New Preprint: “Scalable MatMul-free Language Modeling” by Ph.D. Candidate Ruijie Zhu

The cost of processing language models is insane. It is estimated that the computation demands of ChatGPT are >$100,000 p/day to serve billions of requests received.

Led by Rui-Jie Zhu, we have developed the first MatMul-free language model (VMM/MMM-free) to scale beyond billion-parameters. Our previous work with SpikeGPT tapped out at about 216M parameters, but our latest model has been able to go up to 2.7B parameters (only limited by compute). We’re pretty certain it can keep going.

We provide a GPU-optimized implementation that uses 61% less VRAM over an unoptimized implementation during training.

However, there are several operations in this model that GPUs aren’t yet fully optimized for, such as ternary operations. So Ethan Sifferman, Tyler Sheaves and Dustin R. built a custom FPGA implementation to really milk it, and we can reach human-reading throughput at 13W. A little less than the power consumed by the human brain.
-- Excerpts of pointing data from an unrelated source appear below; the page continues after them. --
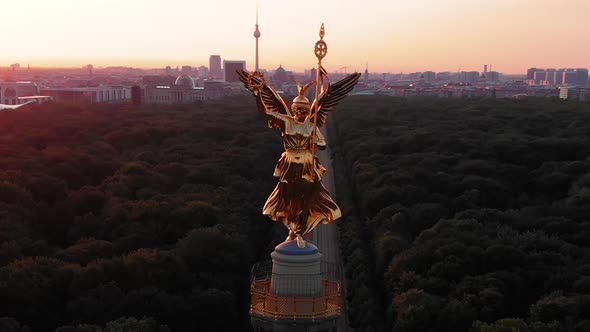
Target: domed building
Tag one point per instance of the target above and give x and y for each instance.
(185, 81)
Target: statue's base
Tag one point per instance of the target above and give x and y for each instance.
(296, 271)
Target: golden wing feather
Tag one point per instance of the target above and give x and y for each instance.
(267, 99)
(330, 98)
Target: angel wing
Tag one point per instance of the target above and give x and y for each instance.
(267, 99)
(330, 98)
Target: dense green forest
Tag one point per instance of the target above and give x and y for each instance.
(464, 214)
(114, 218)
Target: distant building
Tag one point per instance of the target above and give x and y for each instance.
(203, 72)
(530, 73)
(539, 76)
(89, 95)
(280, 75)
(183, 91)
(230, 68)
(574, 93)
(558, 76)
(570, 77)
(443, 76)
(492, 77)
(582, 76)
(469, 77)
(215, 71)
(429, 76)
(10, 92)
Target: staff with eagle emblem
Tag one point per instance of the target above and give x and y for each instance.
(299, 200)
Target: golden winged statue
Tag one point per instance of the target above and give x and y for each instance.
(299, 200)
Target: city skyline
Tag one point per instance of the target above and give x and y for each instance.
(512, 35)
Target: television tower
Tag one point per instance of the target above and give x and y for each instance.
(256, 35)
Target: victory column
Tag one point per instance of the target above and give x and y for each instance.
(295, 293)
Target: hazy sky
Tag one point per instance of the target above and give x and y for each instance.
(391, 35)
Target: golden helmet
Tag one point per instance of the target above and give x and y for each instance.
(301, 99)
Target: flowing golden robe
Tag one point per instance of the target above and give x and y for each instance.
(299, 200)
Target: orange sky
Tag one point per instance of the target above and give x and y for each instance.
(391, 35)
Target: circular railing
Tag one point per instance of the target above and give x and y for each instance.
(271, 303)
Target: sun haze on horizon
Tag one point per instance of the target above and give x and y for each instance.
(391, 36)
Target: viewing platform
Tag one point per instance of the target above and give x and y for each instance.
(295, 292)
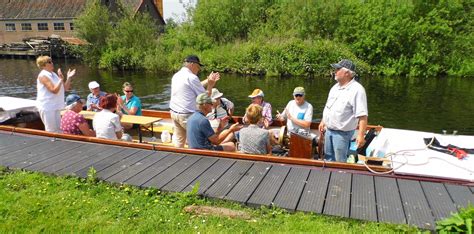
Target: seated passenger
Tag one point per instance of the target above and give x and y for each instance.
(222, 109)
(253, 139)
(107, 123)
(129, 104)
(72, 122)
(200, 134)
(257, 98)
(94, 97)
(298, 112)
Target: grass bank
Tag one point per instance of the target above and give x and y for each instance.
(33, 202)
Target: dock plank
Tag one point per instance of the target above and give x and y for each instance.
(15, 143)
(338, 197)
(107, 162)
(76, 157)
(389, 202)
(314, 192)
(461, 195)
(210, 176)
(123, 164)
(86, 162)
(292, 189)
(188, 176)
(137, 167)
(242, 191)
(439, 200)
(171, 172)
(26, 156)
(141, 178)
(64, 156)
(416, 206)
(269, 187)
(363, 198)
(228, 180)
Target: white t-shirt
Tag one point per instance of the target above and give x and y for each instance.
(46, 100)
(106, 124)
(303, 112)
(344, 106)
(185, 87)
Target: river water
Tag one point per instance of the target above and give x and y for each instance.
(425, 104)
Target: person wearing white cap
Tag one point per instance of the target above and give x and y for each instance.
(185, 87)
(257, 98)
(298, 112)
(94, 97)
(344, 112)
(72, 122)
(222, 109)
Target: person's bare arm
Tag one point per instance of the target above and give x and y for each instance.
(86, 131)
(360, 140)
(49, 85)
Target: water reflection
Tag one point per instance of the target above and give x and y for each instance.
(421, 104)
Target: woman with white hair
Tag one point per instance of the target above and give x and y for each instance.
(50, 98)
(72, 122)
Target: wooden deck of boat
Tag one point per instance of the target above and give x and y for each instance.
(295, 188)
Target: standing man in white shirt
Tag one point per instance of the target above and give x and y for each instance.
(185, 87)
(345, 110)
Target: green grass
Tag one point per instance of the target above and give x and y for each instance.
(34, 202)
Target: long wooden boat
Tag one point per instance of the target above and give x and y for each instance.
(36, 128)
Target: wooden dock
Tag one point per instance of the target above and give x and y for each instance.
(295, 188)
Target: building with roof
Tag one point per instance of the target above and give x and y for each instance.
(20, 19)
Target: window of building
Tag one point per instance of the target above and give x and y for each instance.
(9, 27)
(42, 26)
(26, 26)
(58, 26)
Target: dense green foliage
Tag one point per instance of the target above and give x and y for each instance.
(32, 202)
(462, 222)
(413, 38)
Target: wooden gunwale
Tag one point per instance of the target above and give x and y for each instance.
(233, 155)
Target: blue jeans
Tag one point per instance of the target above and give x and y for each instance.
(336, 145)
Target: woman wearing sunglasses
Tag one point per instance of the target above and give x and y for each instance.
(298, 112)
(129, 103)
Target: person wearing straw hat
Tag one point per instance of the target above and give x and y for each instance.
(94, 97)
(185, 87)
(200, 134)
(222, 110)
(298, 112)
(344, 112)
(257, 98)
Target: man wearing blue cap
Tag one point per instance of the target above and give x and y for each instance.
(200, 133)
(185, 87)
(345, 110)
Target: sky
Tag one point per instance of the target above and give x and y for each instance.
(175, 9)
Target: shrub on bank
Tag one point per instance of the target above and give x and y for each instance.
(403, 38)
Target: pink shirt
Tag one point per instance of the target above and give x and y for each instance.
(70, 122)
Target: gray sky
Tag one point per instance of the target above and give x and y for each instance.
(175, 9)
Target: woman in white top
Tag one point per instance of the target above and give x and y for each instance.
(106, 123)
(50, 96)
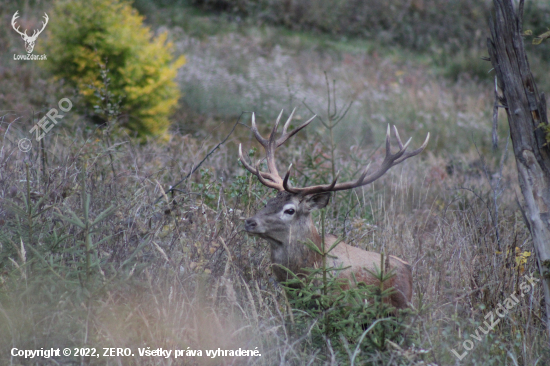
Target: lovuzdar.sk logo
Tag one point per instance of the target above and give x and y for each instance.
(29, 40)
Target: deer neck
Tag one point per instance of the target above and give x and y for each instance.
(294, 254)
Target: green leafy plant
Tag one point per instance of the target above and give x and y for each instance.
(87, 224)
(90, 34)
(354, 318)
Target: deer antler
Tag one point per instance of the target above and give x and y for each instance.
(44, 23)
(390, 160)
(35, 33)
(272, 178)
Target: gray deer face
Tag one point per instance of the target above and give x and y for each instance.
(286, 217)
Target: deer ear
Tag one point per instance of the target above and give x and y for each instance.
(317, 201)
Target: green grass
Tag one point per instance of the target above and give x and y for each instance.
(180, 273)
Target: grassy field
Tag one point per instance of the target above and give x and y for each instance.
(176, 271)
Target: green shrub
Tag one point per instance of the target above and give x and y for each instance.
(87, 36)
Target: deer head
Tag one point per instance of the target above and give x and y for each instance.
(285, 222)
(29, 40)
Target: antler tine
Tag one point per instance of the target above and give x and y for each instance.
(281, 140)
(363, 175)
(397, 137)
(389, 161)
(13, 19)
(252, 169)
(288, 121)
(271, 184)
(259, 137)
(275, 128)
(285, 181)
(415, 152)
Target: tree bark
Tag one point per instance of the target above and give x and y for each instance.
(526, 111)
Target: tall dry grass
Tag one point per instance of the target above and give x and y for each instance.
(178, 272)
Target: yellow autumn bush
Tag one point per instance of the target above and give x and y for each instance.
(86, 34)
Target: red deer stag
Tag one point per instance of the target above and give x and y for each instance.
(286, 223)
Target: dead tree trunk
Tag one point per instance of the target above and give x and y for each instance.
(526, 111)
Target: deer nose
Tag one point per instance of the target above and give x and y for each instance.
(250, 224)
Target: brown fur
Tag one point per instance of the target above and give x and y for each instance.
(286, 233)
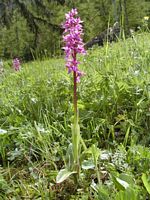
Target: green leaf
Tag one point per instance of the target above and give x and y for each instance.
(120, 184)
(63, 175)
(127, 194)
(127, 178)
(88, 164)
(2, 131)
(145, 182)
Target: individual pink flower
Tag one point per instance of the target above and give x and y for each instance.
(16, 64)
(73, 42)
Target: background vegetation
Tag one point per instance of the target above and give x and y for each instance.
(36, 116)
(36, 102)
(33, 28)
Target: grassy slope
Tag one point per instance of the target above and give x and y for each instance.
(36, 110)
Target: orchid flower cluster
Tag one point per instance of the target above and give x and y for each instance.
(73, 42)
(16, 64)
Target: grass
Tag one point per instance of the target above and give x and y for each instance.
(36, 115)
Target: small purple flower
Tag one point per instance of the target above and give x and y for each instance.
(16, 64)
(73, 42)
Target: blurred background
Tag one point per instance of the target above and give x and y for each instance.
(31, 29)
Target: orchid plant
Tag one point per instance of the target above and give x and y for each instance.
(73, 46)
(16, 64)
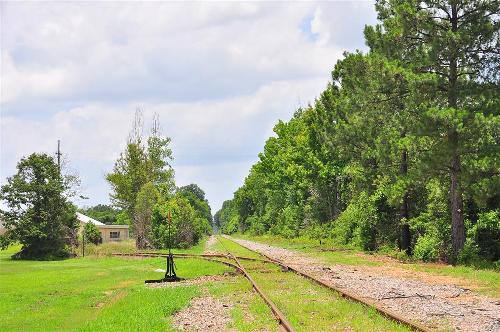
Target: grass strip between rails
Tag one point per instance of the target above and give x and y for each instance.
(308, 306)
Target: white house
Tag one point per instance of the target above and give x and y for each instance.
(108, 232)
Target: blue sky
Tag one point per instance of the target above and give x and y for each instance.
(219, 74)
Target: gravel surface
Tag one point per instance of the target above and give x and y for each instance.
(193, 281)
(203, 314)
(439, 306)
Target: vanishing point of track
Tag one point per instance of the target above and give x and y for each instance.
(280, 317)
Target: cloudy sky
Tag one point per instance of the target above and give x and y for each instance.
(219, 75)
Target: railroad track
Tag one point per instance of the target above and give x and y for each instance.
(234, 261)
(280, 317)
(345, 294)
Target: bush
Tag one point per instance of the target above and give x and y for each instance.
(427, 248)
(356, 225)
(486, 235)
(92, 234)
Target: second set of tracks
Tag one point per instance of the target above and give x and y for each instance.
(235, 262)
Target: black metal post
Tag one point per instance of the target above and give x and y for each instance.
(83, 243)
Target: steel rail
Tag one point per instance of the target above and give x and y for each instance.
(210, 255)
(280, 317)
(175, 255)
(346, 294)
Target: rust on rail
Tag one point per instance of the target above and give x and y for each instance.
(383, 311)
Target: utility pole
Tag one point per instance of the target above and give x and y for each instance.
(58, 153)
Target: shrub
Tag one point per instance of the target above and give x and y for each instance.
(92, 234)
(356, 225)
(427, 248)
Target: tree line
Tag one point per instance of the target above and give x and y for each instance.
(143, 188)
(401, 150)
(41, 217)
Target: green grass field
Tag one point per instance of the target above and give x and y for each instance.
(108, 294)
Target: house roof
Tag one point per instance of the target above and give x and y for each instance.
(86, 219)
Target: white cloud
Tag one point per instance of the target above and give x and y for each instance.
(219, 75)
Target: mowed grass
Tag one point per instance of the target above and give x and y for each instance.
(484, 281)
(308, 306)
(103, 294)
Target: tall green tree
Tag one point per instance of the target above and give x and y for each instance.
(39, 216)
(138, 165)
(453, 45)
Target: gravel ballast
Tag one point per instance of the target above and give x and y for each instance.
(438, 306)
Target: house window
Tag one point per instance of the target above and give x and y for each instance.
(114, 235)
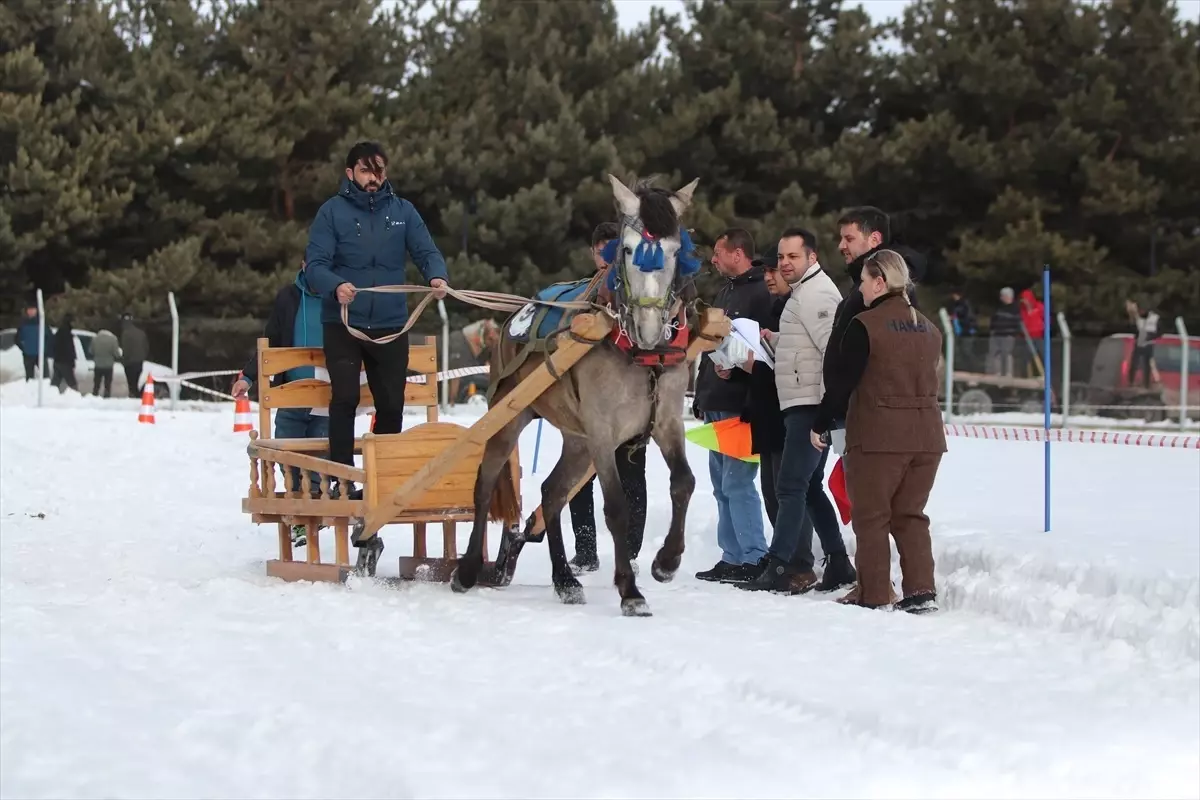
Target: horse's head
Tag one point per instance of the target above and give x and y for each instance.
(648, 265)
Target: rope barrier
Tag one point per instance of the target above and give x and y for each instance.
(1074, 434)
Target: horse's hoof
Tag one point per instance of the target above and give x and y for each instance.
(571, 595)
(635, 607)
(456, 584)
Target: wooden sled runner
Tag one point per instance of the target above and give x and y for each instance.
(423, 475)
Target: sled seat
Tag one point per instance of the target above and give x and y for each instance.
(388, 461)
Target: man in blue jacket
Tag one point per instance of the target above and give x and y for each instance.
(361, 239)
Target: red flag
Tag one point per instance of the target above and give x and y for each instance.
(838, 488)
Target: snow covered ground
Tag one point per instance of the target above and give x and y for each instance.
(143, 653)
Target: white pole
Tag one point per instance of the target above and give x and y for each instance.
(174, 346)
(445, 354)
(948, 328)
(1066, 366)
(41, 347)
(1185, 356)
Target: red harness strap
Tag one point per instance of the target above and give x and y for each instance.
(669, 355)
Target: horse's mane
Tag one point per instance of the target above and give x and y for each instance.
(655, 210)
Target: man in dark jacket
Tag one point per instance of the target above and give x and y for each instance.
(135, 350)
(721, 394)
(361, 239)
(64, 356)
(294, 322)
(862, 232)
(27, 341)
(1005, 330)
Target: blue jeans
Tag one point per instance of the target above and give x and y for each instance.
(802, 497)
(300, 423)
(739, 511)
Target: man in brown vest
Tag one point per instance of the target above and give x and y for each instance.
(887, 383)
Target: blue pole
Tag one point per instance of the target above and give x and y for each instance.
(537, 447)
(1045, 392)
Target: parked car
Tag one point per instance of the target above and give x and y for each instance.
(1109, 384)
(12, 366)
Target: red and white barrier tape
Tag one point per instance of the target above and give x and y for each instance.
(1074, 434)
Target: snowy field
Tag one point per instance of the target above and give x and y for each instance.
(144, 654)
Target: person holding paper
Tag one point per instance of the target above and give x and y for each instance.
(721, 394)
(799, 347)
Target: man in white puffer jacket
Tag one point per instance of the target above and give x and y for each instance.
(799, 353)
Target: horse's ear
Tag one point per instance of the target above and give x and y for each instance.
(627, 200)
(682, 199)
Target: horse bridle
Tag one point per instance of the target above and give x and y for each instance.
(669, 304)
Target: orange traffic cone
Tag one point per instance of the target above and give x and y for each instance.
(147, 414)
(243, 420)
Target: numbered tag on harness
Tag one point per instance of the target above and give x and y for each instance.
(520, 326)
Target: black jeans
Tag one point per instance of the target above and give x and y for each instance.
(133, 378)
(387, 367)
(631, 468)
(803, 504)
(1140, 359)
(103, 374)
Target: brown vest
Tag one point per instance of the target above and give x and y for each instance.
(894, 407)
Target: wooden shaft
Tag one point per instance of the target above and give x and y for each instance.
(420, 542)
(587, 330)
(342, 542)
(285, 542)
(312, 533)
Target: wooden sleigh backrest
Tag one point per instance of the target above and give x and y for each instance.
(311, 392)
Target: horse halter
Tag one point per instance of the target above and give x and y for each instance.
(648, 257)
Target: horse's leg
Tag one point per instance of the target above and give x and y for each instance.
(669, 435)
(568, 471)
(495, 461)
(616, 515)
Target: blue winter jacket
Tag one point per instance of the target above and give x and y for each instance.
(27, 337)
(364, 239)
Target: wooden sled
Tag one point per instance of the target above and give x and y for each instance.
(421, 475)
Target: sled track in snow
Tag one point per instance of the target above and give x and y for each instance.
(1159, 617)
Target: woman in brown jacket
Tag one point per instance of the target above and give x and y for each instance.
(887, 388)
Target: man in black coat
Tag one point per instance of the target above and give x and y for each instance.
(861, 232)
(721, 395)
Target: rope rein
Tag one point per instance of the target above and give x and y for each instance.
(490, 300)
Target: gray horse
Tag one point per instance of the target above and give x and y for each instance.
(609, 398)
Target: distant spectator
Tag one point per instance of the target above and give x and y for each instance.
(135, 352)
(106, 350)
(1144, 344)
(961, 314)
(27, 341)
(1003, 332)
(64, 356)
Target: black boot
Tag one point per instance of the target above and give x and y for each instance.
(923, 603)
(780, 577)
(838, 572)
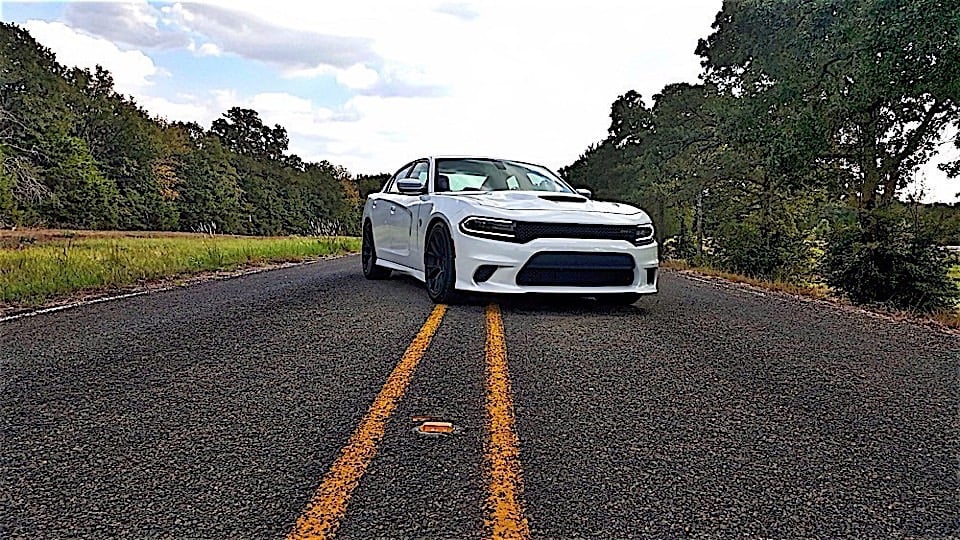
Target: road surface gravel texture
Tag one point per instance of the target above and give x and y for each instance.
(216, 411)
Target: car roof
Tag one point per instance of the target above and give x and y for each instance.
(493, 158)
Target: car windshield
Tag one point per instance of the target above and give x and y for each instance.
(495, 175)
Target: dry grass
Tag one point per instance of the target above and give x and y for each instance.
(949, 319)
(807, 290)
(39, 266)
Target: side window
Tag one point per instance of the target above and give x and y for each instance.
(402, 173)
(420, 171)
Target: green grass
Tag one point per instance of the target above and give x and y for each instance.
(32, 274)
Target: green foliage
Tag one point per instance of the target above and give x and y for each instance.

Preprint: https://lnkd.in/gaWbg7ss

GitHub training code: https://lnkd.in/gKFzQs_z

Pre-trained models on HuggingFace: https://lnkd.in/gDXFjPdm

No alt text provided for this image

New Preprint: “Autonomous Driving with Spiking Neural Networks” by Ph.D. Candidate Ruijie Zhu

Spiking Autonomous Driving

From the guy who built the first spiking language generation model, Rui-Jie Zhu has found a way to make spiking neural networks (SNNs) perform end-to-end autonomous vehicle control. This model takes a 6-camera input and integrates perception, prediction and planning together into a single model with approximately 75x less operations than ST-P3 at comparable performance.

Making SNNs push beyond toy datasets has been a tough time, but we’ve put a lot of effort into showing how to scale to challenging, real-world problems. The next step for this model is to push it into a closed-loop system. Deploying models like this on low-latency neuromorphic hardware can enable fast response times from sensor to control. This is necessary if we want to bridge the sim2real gap. I.e., by the time you take action, you don’t want your world to have changed by too much.

Rather than forcing “spiking” into applications for the sake of it, it’s important to take it to domains where there is a computational benefit – and I think this is one of them.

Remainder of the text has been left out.